Working hours are a huge topic of debate in the UK as many people seem to believe the “work-life balance” in this country leaves a lot to be desired for. As the debate has grown in discussion over the past few years, working professionals are now putting this above other factors such as career progression and location when searching for a job. What does this mean for employers? They are now heavily committed to improving the work life balance. We have seen a number of new techniques actioned by bosses with the main approach being the ability for members of staff to work from home at least 1 day a week. Studies by Work-Wise show that the number of employees “working from home” in 2019 is up by 118,000 to a total of just over £1.6m.
By working from home, it gives employees the belief that their employers have a heightened level of trust in them. The micromanagement approach is an ideology that seems to be heavily outdated and working from home gives staff the ability to complete the tasks necessary without being constantly overseen. In addition to this, employees no longer have to spend hours commuting to and from the office. This is key as by freeing up this time (which is on average 2 hours a day) it allows staff to spend time with family, go to the gym or simply just relax- improving their general work-life balance.
However, employers have seen that there are sometimes difficulties in communication when the majority of staff are operating remotely. The issues in communication partly come in the form of the lack of group brainstorming to produce new ideas between staff and also a lack of colleague support when staff encounter issues. Moreover, it can be detrimental to the company culture as the opportunities to bond as a team are extremely limited.

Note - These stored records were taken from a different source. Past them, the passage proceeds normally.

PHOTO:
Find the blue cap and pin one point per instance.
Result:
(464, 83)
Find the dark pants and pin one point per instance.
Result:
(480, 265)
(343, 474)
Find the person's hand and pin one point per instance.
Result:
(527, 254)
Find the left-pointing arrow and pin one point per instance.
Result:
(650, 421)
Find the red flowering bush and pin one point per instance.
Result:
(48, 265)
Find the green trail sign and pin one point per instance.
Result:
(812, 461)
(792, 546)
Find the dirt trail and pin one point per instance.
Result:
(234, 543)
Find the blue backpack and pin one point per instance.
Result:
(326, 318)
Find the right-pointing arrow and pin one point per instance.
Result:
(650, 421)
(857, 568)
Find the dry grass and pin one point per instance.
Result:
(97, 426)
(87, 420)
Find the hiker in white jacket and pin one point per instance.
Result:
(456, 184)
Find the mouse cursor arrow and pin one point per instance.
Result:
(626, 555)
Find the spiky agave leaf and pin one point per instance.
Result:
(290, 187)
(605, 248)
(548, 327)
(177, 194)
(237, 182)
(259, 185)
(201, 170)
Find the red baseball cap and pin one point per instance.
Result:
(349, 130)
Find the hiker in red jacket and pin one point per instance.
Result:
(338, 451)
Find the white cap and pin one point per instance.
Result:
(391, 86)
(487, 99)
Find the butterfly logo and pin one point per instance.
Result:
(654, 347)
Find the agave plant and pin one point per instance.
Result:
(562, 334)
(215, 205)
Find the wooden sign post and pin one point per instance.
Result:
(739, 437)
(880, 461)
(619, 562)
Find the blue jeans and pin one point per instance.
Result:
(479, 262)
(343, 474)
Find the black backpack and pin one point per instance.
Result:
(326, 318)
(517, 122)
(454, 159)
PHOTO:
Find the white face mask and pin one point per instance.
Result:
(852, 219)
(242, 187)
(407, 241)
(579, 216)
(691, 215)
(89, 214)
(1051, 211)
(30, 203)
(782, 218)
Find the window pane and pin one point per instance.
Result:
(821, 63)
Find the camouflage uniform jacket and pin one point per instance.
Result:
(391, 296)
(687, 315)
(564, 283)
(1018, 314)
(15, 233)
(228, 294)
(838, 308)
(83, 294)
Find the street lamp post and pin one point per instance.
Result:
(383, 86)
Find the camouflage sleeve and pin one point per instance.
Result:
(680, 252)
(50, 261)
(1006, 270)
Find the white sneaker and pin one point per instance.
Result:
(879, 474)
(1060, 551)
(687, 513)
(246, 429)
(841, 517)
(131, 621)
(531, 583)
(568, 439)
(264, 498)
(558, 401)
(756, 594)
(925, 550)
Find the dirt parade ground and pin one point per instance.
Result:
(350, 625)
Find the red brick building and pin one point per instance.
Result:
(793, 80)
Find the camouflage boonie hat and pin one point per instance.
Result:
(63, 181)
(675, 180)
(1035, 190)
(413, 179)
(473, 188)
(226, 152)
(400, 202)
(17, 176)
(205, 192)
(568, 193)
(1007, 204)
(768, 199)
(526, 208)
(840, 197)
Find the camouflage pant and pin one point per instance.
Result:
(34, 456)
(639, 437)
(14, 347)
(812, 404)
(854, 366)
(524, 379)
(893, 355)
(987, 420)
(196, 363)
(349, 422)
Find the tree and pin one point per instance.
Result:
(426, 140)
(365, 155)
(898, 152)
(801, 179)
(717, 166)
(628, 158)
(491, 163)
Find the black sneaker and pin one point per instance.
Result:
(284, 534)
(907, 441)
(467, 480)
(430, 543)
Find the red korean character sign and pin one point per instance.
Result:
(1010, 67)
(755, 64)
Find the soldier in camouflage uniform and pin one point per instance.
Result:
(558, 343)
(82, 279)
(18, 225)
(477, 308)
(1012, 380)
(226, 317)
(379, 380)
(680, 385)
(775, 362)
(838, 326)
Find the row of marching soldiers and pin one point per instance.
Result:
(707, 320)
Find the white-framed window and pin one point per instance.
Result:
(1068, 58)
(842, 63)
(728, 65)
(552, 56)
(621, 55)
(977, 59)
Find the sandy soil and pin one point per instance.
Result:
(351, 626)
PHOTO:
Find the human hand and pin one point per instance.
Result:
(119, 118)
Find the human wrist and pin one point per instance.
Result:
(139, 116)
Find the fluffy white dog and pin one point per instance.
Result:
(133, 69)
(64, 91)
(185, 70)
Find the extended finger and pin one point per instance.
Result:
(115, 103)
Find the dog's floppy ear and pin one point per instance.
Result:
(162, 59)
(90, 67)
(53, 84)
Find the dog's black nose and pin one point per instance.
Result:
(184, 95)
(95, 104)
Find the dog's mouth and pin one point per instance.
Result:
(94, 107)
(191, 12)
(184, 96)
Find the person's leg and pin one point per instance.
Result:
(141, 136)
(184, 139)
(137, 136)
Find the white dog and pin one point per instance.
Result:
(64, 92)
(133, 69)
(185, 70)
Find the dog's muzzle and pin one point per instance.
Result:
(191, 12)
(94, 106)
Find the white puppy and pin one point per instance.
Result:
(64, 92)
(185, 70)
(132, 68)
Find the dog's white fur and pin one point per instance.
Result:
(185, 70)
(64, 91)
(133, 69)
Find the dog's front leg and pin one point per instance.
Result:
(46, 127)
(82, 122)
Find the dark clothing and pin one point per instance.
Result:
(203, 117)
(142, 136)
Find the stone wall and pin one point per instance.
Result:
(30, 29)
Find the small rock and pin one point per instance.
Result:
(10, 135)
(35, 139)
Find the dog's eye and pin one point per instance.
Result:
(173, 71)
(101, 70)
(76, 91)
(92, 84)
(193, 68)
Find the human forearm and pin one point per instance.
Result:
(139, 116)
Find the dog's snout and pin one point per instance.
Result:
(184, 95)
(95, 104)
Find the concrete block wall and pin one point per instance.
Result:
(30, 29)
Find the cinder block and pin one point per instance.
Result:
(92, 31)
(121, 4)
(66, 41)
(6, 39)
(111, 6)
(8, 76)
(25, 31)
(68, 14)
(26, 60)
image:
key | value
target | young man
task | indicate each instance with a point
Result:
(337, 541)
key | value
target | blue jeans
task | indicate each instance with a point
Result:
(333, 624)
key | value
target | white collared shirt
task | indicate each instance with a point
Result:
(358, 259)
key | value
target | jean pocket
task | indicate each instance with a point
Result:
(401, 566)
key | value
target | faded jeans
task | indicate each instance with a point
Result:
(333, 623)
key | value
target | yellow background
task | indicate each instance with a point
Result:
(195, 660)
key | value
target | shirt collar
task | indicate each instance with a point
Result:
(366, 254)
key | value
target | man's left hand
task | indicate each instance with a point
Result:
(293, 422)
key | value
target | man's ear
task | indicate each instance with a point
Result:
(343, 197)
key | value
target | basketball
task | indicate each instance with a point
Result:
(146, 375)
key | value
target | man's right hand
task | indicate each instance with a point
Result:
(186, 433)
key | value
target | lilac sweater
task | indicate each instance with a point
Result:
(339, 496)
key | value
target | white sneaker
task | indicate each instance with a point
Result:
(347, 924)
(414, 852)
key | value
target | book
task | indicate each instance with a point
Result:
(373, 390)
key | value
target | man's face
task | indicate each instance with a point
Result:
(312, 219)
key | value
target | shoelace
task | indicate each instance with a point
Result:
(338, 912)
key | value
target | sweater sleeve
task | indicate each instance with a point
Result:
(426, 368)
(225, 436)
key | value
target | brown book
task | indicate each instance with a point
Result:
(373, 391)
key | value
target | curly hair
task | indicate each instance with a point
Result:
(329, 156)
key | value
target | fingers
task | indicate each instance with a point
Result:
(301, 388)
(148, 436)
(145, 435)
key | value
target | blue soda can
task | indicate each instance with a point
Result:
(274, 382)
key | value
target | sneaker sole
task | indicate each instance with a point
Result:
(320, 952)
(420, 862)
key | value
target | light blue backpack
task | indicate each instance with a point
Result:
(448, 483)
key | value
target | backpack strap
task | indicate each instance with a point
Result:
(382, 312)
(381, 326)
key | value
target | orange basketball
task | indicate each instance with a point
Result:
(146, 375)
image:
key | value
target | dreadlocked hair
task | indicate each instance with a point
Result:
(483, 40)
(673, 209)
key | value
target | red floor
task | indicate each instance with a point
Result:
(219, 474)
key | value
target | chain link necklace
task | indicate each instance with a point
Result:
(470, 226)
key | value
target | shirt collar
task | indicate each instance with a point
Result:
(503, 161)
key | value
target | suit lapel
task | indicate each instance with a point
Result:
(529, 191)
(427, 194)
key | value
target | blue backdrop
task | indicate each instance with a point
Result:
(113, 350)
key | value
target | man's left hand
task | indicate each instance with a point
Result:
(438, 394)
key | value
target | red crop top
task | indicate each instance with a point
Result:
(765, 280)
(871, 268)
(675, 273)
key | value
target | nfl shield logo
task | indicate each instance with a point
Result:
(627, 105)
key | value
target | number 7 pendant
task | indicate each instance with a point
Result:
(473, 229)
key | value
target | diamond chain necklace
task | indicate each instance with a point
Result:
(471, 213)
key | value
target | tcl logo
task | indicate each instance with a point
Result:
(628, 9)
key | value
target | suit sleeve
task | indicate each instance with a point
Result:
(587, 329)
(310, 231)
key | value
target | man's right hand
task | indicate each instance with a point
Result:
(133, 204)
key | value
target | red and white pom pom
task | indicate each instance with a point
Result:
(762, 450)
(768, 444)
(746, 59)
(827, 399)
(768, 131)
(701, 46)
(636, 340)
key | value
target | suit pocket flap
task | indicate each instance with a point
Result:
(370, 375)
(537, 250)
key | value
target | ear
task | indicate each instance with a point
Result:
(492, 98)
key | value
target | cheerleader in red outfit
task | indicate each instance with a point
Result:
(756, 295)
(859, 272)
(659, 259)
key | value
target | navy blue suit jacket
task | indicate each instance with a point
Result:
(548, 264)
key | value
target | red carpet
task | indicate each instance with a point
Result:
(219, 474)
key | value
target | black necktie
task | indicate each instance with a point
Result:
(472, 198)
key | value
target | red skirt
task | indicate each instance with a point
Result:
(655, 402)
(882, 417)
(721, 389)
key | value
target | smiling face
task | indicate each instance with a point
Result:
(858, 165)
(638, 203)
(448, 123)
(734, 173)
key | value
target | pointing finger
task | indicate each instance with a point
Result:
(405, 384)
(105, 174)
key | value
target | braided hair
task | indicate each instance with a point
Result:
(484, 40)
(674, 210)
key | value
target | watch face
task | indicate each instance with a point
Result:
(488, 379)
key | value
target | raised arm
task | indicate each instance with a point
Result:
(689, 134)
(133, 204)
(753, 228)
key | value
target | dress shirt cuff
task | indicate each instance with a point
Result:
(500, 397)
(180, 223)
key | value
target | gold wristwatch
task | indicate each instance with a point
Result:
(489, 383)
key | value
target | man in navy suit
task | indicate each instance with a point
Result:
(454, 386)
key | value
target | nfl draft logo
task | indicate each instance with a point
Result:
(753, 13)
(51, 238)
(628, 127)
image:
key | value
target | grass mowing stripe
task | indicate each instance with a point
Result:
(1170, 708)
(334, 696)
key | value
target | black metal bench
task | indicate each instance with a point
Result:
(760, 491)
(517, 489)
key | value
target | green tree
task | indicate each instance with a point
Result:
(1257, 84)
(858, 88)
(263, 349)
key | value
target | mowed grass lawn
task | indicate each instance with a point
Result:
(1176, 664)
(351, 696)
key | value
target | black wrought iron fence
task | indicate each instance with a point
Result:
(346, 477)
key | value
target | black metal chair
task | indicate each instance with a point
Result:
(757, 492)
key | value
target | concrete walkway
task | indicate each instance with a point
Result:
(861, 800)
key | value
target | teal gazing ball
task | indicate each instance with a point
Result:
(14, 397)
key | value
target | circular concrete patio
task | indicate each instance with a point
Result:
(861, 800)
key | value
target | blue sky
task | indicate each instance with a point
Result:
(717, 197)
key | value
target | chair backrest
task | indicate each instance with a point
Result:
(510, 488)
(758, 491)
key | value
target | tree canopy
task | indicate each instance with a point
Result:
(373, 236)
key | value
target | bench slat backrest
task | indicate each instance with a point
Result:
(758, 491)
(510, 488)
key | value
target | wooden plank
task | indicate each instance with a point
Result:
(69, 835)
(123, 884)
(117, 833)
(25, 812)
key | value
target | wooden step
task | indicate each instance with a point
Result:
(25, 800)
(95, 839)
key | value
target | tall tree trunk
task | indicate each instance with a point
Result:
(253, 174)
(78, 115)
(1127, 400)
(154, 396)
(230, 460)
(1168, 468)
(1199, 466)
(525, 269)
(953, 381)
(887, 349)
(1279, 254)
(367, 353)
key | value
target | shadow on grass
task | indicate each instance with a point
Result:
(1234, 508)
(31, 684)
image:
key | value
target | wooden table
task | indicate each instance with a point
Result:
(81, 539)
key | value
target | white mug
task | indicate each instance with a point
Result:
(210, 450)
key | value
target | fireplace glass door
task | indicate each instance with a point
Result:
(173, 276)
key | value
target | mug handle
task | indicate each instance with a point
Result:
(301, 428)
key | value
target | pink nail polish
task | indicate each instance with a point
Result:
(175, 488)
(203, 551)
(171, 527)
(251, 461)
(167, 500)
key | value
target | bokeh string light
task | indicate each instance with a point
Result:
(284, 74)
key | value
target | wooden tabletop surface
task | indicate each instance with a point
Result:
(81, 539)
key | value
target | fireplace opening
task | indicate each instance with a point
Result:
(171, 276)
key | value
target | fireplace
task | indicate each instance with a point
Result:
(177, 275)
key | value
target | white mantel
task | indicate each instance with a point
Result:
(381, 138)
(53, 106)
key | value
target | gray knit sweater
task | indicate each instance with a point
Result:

The results of working from homes can differ by industry. For example, in sales led businesses, it is sometimes seen as impossible to work from home as efficiently as it would be to do so in an office. A key component required to keep a sales workforce motivated and producing, is the natural energy/ “buzz” derived from the competitive office environment. This allows all staff to thrive off one another and reach their targets. On the contrary, by allowing staff to work from home, it enables workspace to be freed up. This gives companies the ability to grow their staff headcount without having to incur further costs such as moving to a bigger office.
It can be argued that the pros outweigh the cons and vice versa but with the trend increasing year on year, it looks like it’s here to stay!